I was reminded of Carl Crosier’s reunion recitals with Yuko Honda after she was diagnosed with brain, liver, lung and bone cancer. Go back and re-read my post “Reunion Recitals” about their remarkable discovery about finding one another after 20 years and playing a series of piano and violin concerts. It was the brain cancer which affected Yuko’s hearing to the extent that she could not tell when certain high pitches were in or out of tune, and she had to mark the fingerboard of her violin with the notes. Still some of her intonation was not perfect, as you can hear in the slideshow I put together here:

Back to the movie—we tend to laugh at Florence Foster Jenkins’ singing less and less, and begin to feel sorry for her. (At least I did). I was particularly struck at how Meryl Streep played her not as a buffoon, and more of a sympathetic character.

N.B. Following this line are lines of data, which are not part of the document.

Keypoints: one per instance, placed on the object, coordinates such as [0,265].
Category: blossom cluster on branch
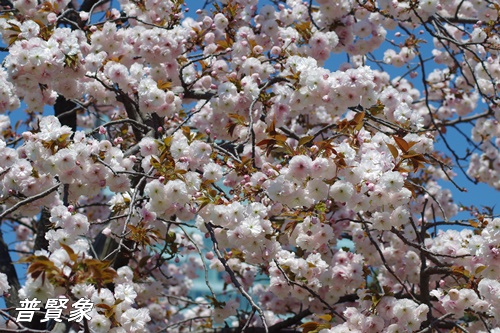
[270,142]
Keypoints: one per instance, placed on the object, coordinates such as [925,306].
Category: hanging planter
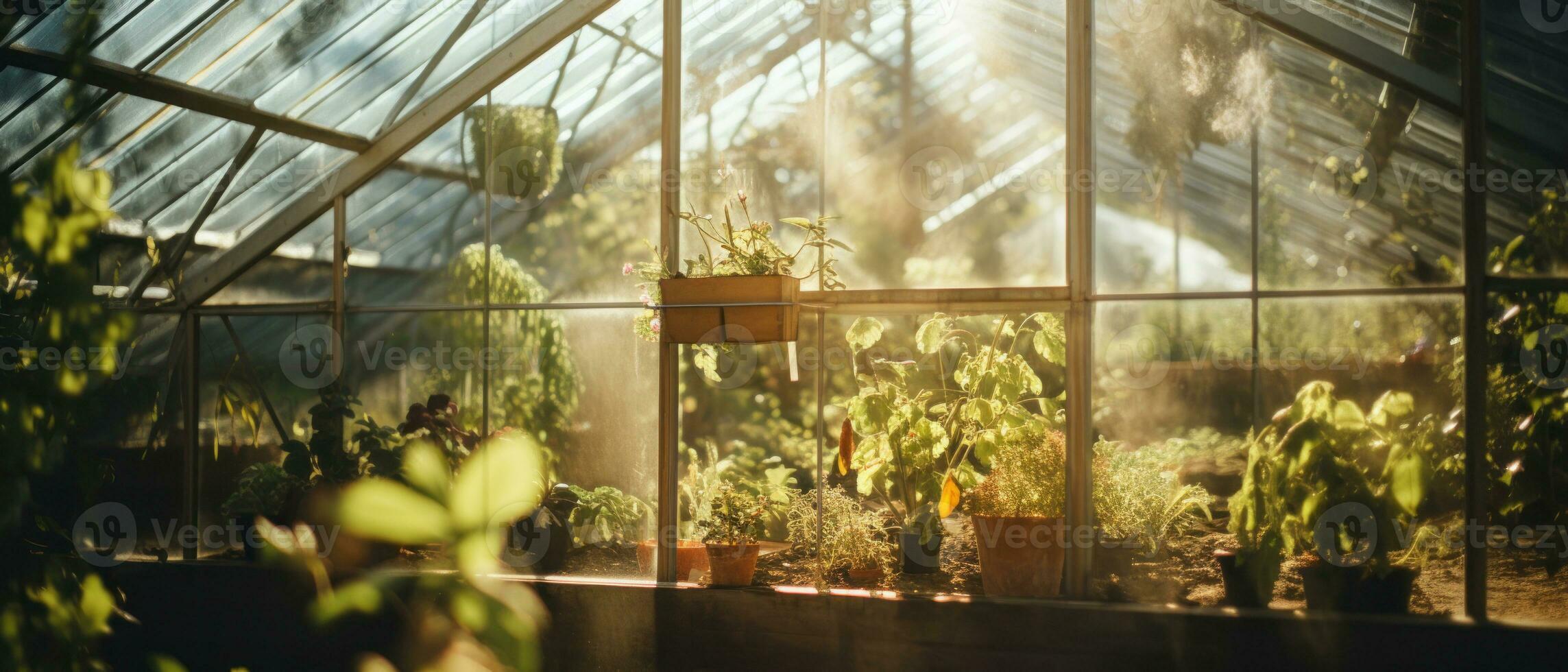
[516,146]
[740,289]
[739,309]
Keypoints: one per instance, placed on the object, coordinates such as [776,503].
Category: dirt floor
[1183,574]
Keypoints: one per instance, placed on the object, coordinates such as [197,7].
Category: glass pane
[416,241]
[1173,406]
[239,434]
[749,422]
[1360,185]
[1392,373]
[1526,420]
[588,387]
[944,141]
[1177,96]
[973,397]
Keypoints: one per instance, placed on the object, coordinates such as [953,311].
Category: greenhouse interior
[784,334]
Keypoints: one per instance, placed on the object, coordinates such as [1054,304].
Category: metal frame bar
[1373,58]
[1476,285]
[1081,287]
[435,62]
[173,262]
[670,246]
[389,146]
[124,80]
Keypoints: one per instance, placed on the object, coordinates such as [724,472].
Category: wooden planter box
[716,312]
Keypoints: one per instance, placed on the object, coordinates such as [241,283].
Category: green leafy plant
[1028,477]
[609,516]
[1137,494]
[520,143]
[734,517]
[461,614]
[852,536]
[326,456]
[264,489]
[747,469]
[747,250]
[1324,452]
[53,610]
[915,444]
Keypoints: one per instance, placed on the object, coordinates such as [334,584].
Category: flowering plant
[745,251]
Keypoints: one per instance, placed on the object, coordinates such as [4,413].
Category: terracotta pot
[866,574]
[690,558]
[1239,586]
[1020,557]
[733,564]
[1357,590]
[711,314]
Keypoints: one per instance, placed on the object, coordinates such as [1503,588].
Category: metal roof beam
[560,23]
[145,85]
[1344,45]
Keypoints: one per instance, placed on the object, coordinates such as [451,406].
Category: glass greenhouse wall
[1111,257]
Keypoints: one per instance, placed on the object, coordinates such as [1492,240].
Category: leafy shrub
[734,517]
[605,514]
[852,536]
[264,489]
[1028,477]
[1137,494]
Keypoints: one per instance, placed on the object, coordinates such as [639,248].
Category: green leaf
[392,513]
[1349,417]
[929,339]
[505,477]
[865,334]
[425,469]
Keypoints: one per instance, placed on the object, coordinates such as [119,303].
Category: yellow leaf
[949,497]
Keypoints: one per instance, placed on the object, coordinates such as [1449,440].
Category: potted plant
[264,491]
[607,516]
[854,539]
[1140,503]
[915,442]
[1338,483]
[740,289]
[1017,513]
[729,536]
[520,141]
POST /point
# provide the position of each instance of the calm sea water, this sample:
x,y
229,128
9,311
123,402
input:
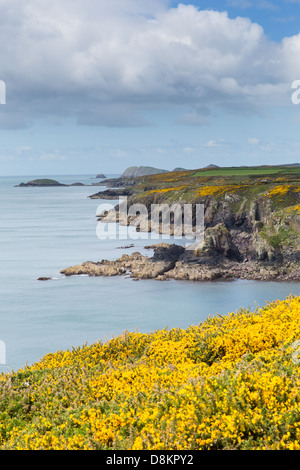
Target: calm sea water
x,y
43,230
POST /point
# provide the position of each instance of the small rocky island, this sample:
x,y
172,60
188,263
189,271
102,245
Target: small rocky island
x,y
251,217
50,183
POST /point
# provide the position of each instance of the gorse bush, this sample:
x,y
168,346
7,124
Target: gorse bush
x,y
229,383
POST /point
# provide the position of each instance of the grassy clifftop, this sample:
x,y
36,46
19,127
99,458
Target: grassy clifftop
x,y
229,383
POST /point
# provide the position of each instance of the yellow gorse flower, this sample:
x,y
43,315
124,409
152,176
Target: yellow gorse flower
x,y
229,383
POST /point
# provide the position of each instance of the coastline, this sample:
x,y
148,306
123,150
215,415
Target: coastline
x,y
171,261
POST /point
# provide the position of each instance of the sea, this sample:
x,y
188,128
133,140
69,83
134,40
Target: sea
x,y
43,230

Go see the movie . . . you’ll love it!

 

2 thoughts on “Every voice deserves to be heard

  1. You are right on! I felt a great amount of sympathy for the woman who loved the arts so much. The combination of mercury and iodine and maybe arsenic were the prescribed drugs of that time and affected her hearing. In as much as she had been a child prodigy that played at the White House she must have had good hearing then, but the insidious disease and treatment had to have taken its toll. It is a powerful movie. I enjoyed it very much and have taken away from it a new prospective of Jenkins.